Moustakas Aristidis, Heldin Carl-Henrik
Ludwig Institute for Cancer Research, Uppsala University, P.O. Box 595, Biomedical Center, SE-751 24 Uppsala, Sweden.
FEBS Lett. 2008 Jun 18;582(14):2051-65. doi: 10.1016/j.febslet.2008.03.027. Epub 2008 Mar 28.

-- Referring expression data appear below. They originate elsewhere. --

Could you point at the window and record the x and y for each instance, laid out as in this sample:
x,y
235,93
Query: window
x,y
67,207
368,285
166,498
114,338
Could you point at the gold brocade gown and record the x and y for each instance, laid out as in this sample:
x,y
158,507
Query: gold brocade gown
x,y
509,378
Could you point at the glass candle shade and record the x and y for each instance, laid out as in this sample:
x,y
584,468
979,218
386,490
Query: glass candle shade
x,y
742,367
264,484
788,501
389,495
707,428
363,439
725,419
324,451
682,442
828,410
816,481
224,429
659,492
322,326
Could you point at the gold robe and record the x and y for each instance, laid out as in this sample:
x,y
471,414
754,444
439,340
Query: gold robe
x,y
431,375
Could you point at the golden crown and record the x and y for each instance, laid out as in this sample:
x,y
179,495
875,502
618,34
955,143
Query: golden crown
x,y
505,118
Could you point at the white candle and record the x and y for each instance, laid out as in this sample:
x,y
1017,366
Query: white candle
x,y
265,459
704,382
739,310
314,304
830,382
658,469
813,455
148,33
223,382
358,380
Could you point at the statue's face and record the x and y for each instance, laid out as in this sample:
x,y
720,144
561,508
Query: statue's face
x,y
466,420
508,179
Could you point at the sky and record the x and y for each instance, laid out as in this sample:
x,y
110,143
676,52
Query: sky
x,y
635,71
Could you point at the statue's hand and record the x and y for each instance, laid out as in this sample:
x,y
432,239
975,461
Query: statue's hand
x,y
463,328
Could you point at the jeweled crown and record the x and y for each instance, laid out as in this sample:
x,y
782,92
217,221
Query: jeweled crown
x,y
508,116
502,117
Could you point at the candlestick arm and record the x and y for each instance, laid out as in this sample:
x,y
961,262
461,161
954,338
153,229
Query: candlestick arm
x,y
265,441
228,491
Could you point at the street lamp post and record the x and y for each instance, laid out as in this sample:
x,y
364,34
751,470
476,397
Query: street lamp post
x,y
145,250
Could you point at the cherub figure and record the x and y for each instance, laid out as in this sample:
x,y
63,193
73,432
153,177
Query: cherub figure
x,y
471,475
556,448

Transforming growth factor beta (TGF-beta) regulates cellular behavior in embryonic and adult tissues. TGF-beta binding to serine/threonine kinase receptors on the plasma membrane activates Smad molecules and additional signaling proteins that coordinately regulate gene expression or cytoplasmic processes such as cytoskeletal dynamics. In turn, the activity and duration of the Smad pathway seems to be regulated by cytoskeletal components, which facilitate the shuttling process that segregates Smad proteins in the cytoplasm and nucleus. We discuss mechanisms and models that aim at explaining the coordination between several components of the signaling network downstream of the TGF-beta signal.
转化生长因子β(TGF-β)调节胚胎组织和成年组织中的细胞行为。TGF-β与质膜上的丝氨酸/苏氨酸激酶受体结合,激活Smad分子和其他信号蛋白,这些蛋白协同调节基因表达或细胞质过程,如细胞骨架动力学。反过来,Smad信号通路的活性和持续时间似乎受细胞骨架成分的调节,细胞骨架成分促进了Smad蛋白在细胞质和细胞核中分离的穿梭过程。我们讨论了旨在解释TGF-β信号下游信号网络中几个成分之间协调作用的机制和模型。